Training Discrete Energy-Based Models with Energy Discrepancy

TL;DR

This paper introduces a new contrastive loss called energy discrepancy for training discrete energy-based models, eliminating the need for sampling methods like MCMC and providing theoretical guarantees across various perturbation processes.

Contribution

The paper proposes energy discrepancy as a novel training method for discrete EBMs that avoids sampling and offers theoretical guarantees for different perturbation types.

Findings

Energy discrepancy performs well on lattice Ising models.

It effectively trains models on binary synthetic data.

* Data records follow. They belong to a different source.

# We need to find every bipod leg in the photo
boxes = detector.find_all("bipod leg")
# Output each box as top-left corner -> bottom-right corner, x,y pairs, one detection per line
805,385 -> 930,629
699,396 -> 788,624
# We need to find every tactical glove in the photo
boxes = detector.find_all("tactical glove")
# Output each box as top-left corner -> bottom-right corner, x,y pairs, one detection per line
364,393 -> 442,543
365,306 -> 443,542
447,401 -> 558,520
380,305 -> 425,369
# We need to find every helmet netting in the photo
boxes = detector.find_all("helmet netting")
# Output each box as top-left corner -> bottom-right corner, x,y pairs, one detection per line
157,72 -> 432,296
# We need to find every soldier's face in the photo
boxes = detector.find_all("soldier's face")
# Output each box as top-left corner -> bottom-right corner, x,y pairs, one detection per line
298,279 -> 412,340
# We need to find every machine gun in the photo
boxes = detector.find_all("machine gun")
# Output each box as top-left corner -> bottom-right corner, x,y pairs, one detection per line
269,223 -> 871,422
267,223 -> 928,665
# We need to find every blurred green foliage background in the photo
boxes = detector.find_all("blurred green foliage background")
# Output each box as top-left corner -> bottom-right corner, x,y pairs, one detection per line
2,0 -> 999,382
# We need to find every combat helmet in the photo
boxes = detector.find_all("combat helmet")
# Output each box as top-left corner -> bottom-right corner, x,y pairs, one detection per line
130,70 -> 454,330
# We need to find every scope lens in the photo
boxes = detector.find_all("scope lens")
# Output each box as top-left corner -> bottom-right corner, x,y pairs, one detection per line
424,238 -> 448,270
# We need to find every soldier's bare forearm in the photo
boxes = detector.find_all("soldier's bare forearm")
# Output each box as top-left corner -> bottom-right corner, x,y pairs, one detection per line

It shows promising results on discrete image datasets.

Abstract

Training energy-based models (EBMs) on discrete spaces is challenging because sampling over such spaces can be difficult. We propose to train discrete EBMs with energy discrepancy (ED), a novel type of contrastive loss functional which only requires the evaluation of the energy function at data points and their perturbed counter parts, thus not relying on sampling strategies like Markov chain Monte Carlo (MCMC). Energy discrepancy offers theoretical guarantees for a broad class of perturbation processes of which we investigate three types: perturbations based on Bernoulli noise, based on deterministic transforms, and based on neighbourhood structures. We demonstrate their relative performance on lattice Ising models, binary synthetic data, and discrete image data sets.